Virgin Balloon Flights, with headquarters in Telford, Shropshire, began flying hot air balloons in 1994 and its passengers are still flown in red and white balloons with the Virgin Group logo on the side of the balloon.

Virgin Balloon Flights owns and operate the largest passenger carrying balloon service in the United Kingdom as well as the largest balloon fleet in the UK. The company has over 100 launch sites throughout the United Kingdom (including Crowborough, Shrewsbury and Castle Fraser), employs more than 22 pilots who carry out the balloon flights and is affiliated to the following organisations:

- Civil Aviation Authority (CAA)
- British Balloon & Airship Club (BBAC)
- British Association of Balloon Operators (BABO)
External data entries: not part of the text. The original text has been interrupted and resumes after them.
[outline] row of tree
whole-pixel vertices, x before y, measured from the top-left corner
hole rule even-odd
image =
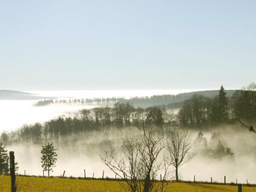
[[[163,112],[157,107],[135,108],[129,103],[117,103],[113,108],[83,109],[73,117],[59,117],[44,124],[25,124],[16,131],[2,132],[0,142],[6,145],[22,142],[42,144],[49,141],[58,143],[63,137],[74,133],[84,136],[89,132],[104,131],[108,127],[161,126],[164,123]]]
[[[184,102],[178,118],[182,126],[223,124],[235,118],[255,121],[256,92],[239,90],[229,98],[221,86],[214,98],[194,95]]]

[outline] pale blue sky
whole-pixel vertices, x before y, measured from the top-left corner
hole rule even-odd
[[[256,1],[0,1],[0,89],[240,88]]]

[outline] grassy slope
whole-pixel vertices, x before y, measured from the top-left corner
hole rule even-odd
[[[125,191],[117,181],[98,179],[17,176],[16,184],[17,191]],[[167,191],[237,191],[237,186],[231,185],[185,182],[170,185]],[[10,191],[10,176],[0,176],[0,191]],[[253,188],[243,186],[243,191],[253,191]]]

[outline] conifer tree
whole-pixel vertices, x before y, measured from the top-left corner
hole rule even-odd
[[[42,157],[42,167],[45,171],[48,171],[48,176],[50,176],[50,171],[53,170],[55,167],[57,153],[56,152],[57,149],[54,149],[52,144],[48,143],[45,146],[42,146],[41,150]]]

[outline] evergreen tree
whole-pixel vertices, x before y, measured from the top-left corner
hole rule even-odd
[[[41,150],[42,157],[42,167],[43,167],[45,171],[48,171],[48,176],[50,176],[50,171],[53,170],[55,167],[57,154],[56,153],[56,149],[54,149],[52,144],[48,143],[45,146],[42,146]]]
[[[218,119],[219,122],[225,122],[228,118],[228,100],[223,86],[221,86],[218,95]]]
[[[7,174],[9,173],[9,156],[7,150],[0,144],[0,174]]]

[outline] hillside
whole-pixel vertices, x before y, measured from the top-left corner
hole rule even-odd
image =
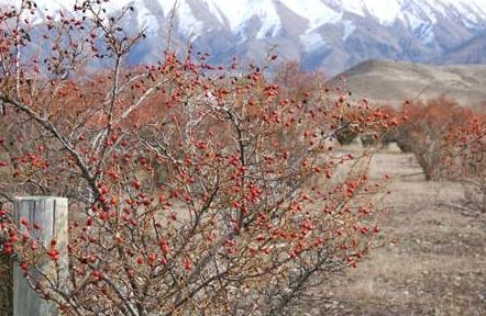
[[[479,106],[486,100],[486,65],[431,66],[391,60],[368,60],[329,81],[342,86],[354,98],[398,106],[405,100],[444,95],[461,104]]]

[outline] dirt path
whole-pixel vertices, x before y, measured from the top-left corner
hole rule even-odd
[[[426,182],[411,156],[380,153],[372,177],[396,176],[395,205],[376,249],[332,281],[302,315],[486,315],[486,216],[440,206],[459,201],[455,183]]]

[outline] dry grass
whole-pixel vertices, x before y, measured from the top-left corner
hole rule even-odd
[[[385,246],[301,315],[486,315],[486,218],[439,206],[460,200],[462,187],[419,171],[412,156],[375,156],[372,177],[395,176]]]

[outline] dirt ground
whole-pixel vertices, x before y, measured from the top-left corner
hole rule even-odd
[[[375,156],[372,177],[394,174],[384,247],[316,293],[301,315],[486,315],[486,216],[441,205],[457,183],[426,182],[412,156]],[[395,241],[395,242],[394,242]]]

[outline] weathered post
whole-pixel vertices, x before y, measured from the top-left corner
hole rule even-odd
[[[56,240],[56,248],[59,251],[60,274],[56,274],[56,268],[52,260],[40,258],[35,269],[31,269],[29,274],[35,283],[41,281],[41,273],[55,282],[58,275],[67,268],[67,199],[49,196],[30,196],[14,200],[14,218],[18,227],[24,232],[26,228],[21,225],[22,218],[29,223],[40,225],[41,229],[29,232],[44,247],[48,248],[52,240]],[[63,278],[63,276],[60,276]],[[24,278],[24,271],[14,264],[13,267],[13,316],[44,316],[58,315],[58,311],[52,302],[41,298],[41,296],[30,287]]]

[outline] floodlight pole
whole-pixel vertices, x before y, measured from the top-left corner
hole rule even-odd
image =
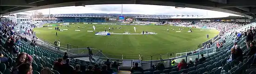
[[[51,18],[51,16],[50,16],[50,8],[49,8],[49,18]]]
[[[123,4],[122,4],[122,8],[121,10],[121,16],[123,16]]]

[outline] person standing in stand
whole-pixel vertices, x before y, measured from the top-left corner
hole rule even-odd
[[[90,62],[92,62],[92,59],[93,58],[92,56],[93,56],[93,52],[92,51],[92,49],[90,48],[89,47],[87,47],[87,49],[88,49],[88,51],[89,52],[89,60]]]
[[[57,31],[56,32],[56,37],[58,37],[58,33],[57,33]]]

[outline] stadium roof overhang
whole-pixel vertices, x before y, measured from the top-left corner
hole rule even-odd
[[[256,18],[254,0],[1,0],[0,14],[9,14],[49,8],[96,4],[136,4],[175,6],[207,9]]]

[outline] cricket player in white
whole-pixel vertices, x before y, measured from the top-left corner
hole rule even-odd
[[[93,25],[93,28],[94,28],[94,31],[95,31],[95,26]]]
[[[134,29],[134,31],[136,32],[136,27],[134,27],[133,28]]]

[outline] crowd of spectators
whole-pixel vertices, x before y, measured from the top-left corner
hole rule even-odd
[[[238,22],[199,22],[195,23],[194,25],[202,27],[205,26],[215,28],[225,32],[241,28],[242,26],[247,24],[248,23]]]
[[[2,47],[5,49],[5,52],[9,52],[13,55],[13,57],[17,57],[15,62],[12,65],[8,63],[8,59],[4,56],[2,52],[0,53],[0,62],[4,63],[7,65],[7,68],[10,68],[13,74],[31,74],[33,72],[33,68],[32,66],[34,60],[32,56],[24,52],[20,52],[19,45],[22,44],[20,43],[19,40],[23,39],[26,42],[28,40],[26,37],[18,37],[17,34],[13,31],[14,27],[17,25],[17,24],[11,21],[1,22],[0,25],[0,33],[2,36],[1,40],[5,38],[7,39],[6,42],[2,42],[0,40],[1,44],[4,43]],[[32,26],[32,25],[31,25]],[[33,27],[33,26],[31,26]],[[21,26],[22,28],[27,29],[27,30],[32,31],[29,28],[26,27]],[[36,46],[35,41],[32,40],[31,44]],[[80,64],[77,64],[74,69],[71,68],[72,66],[70,65],[71,60],[68,57],[67,53],[65,53],[63,58],[59,58],[54,64],[52,69],[58,71],[61,74],[111,74],[116,72],[119,69],[120,65],[116,62],[113,63],[109,60],[104,62],[104,64],[95,64],[94,65],[89,65],[88,66],[81,67]],[[52,68],[44,68],[41,69],[41,74],[52,74]]]

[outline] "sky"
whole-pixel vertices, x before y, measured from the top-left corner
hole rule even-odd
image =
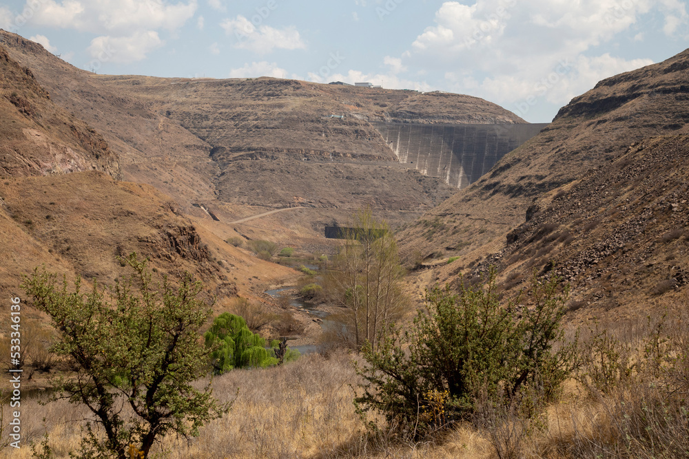
[[[548,122],[688,47],[682,0],[0,0],[0,28],[99,74],[371,82]]]

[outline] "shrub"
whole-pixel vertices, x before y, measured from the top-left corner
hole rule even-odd
[[[289,257],[292,256],[293,253],[294,253],[294,248],[292,248],[291,247],[285,247],[282,250],[280,250],[279,255],[280,257],[286,257],[289,258]]]
[[[227,241],[227,244],[234,246],[235,247],[241,247],[244,245],[244,239],[239,236],[234,236],[234,237],[230,237]]]
[[[269,261],[273,257],[273,254],[271,254],[268,250],[261,250],[260,252],[258,252],[256,253],[256,257],[263,260],[266,260],[267,261]]]
[[[533,307],[521,297],[501,306],[495,278],[491,270],[487,286],[464,286],[458,295],[447,288],[428,292],[428,312],[418,312],[411,331],[389,325],[377,350],[365,346],[366,365],[357,365],[365,381],[355,398],[360,409],[380,412],[388,428],[407,438],[469,418],[479,398],[496,406],[518,403],[520,413],[535,414],[571,370],[572,348],[553,348],[562,338],[566,292],[557,293],[557,279],[534,276]],[[539,396],[528,396],[537,387]],[[442,419],[432,415],[438,391],[447,392],[440,398]]]
[[[301,356],[301,352],[298,350],[290,349],[287,346],[287,338],[282,339],[282,341],[277,339],[271,341],[270,351],[271,355],[278,361],[278,365],[296,361]]]
[[[246,298],[236,298],[230,306],[230,311],[235,315],[241,316],[249,330],[256,331],[268,325],[275,317],[267,313],[259,304],[251,303]]]
[[[301,296],[308,299],[313,299],[323,291],[323,288],[317,284],[309,284],[305,286],[299,293]]]
[[[294,316],[291,313],[285,311],[273,323],[273,328],[275,328],[276,332],[278,335],[287,336],[301,334],[304,332],[306,327],[303,323],[294,319]]]
[[[270,257],[272,257],[278,252],[278,244],[270,241],[249,241],[248,244],[251,251],[258,255],[262,253],[267,253]]]
[[[303,273],[304,274],[305,274],[307,276],[315,276],[316,275],[316,271],[314,271],[312,269],[309,269],[308,268],[307,268],[304,265],[302,265],[299,268],[299,270],[301,271],[302,273]]]

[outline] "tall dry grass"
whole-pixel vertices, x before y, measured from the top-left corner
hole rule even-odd
[[[221,401],[235,400],[230,413],[202,429],[198,438],[167,437],[153,457],[165,459],[393,458],[444,459],[591,459],[689,458],[689,301],[681,313],[649,321],[599,324],[582,334],[582,363],[564,395],[541,416],[518,409],[488,411],[433,441],[404,444],[384,431],[368,432],[352,403],[360,382],[351,357],[303,356],[265,370],[235,370],[212,381]],[[608,339],[595,338],[604,332]],[[593,343],[593,344],[592,344]],[[601,344],[602,343],[602,344]],[[596,348],[598,345],[598,348]],[[600,346],[613,346],[619,371],[599,374]],[[592,351],[592,350],[593,350]],[[199,385],[205,382],[200,381]],[[238,395],[237,389],[238,389]],[[235,399],[235,397],[236,398]],[[22,403],[25,442],[48,431],[58,458],[81,441],[89,413],[64,402]],[[43,420],[45,418],[45,421]],[[478,425],[479,427],[475,427]],[[32,457],[26,447],[1,458]]]

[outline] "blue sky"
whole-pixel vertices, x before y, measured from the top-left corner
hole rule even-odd
[[[101,74],[267,75],[482,97],[532,122],[684,50],[681,0],[3,0],[0,28]]]

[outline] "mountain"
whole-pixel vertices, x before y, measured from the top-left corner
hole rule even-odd
[[[0,177],[102,171],[120,175],[103,137],[53,103],[31,70],[0,46]]]
[[[331,250],[322,237],[326,224],[345,222],[365,204],[393,226],[409,222],[540,129],[522,129],[530,133],[526,138],[500,129],[530,125],[469,96],[269,78],[96,75],[14,34],[0,31],[0,44],[32,69],[56,104],[102,134],[119,158],[124,180],[169,195],[185,214],[223,237],[241,234]],[[467,125],[477,127],[472,133],[499,134],[475,155],[451,145],[436,151],[448,143],[443,127],[457,127],[459,133]],[[420,160],[400,164],[399,147],[382,134],[395,126],[418,133],[413,136],[424,141],[414,154],[435,169]],[[437,129],[429,136],[424,126]],[[281,209],[290,210],[234,224]]]
[[[617,160],[539,198],[489,265],[514,295],[536,270],[572,286],[582,317],[645,314],[679,303],[689,284],[689,135],[645,139]],[[667,297],[661,296],[668,294]]]
[[[22,275],[41,265],[112,285],[125,273],[116,257],[132,251],[159,273],[194,273],[221,303],[254,295],[257,273],[269,283],[294,276],[198,226],[155,188],[120,181],[104,136],[2,46],[0,119],[0,294],[21,297]]]
[[[502,248],[543,193],[608,164],[633,143],[689,133],[688,68],[686,51],[573,99],[540,134],[402,231],[407,261],[462,255],[477,262]]]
Since 2002, Virgin Balloon Flights has been the trading name for AirXcite Limited.

In 2006 it acquired a N-355 balloon manufactured by Ultramagic. This new balloon, that takes a 355000 cuft of air and can carry a basket with up to 16 passengers, replaced a smaller Cameron 340 balloon.

Recently Virgin Balloon Flights expanded to Italy via the sister company of AirXcite, Ballooning in Tuscany, also owned by Kenneth Karlstrom. It now has 3 launch sites in Tuscany (Florence, Siena and Poggibonsi).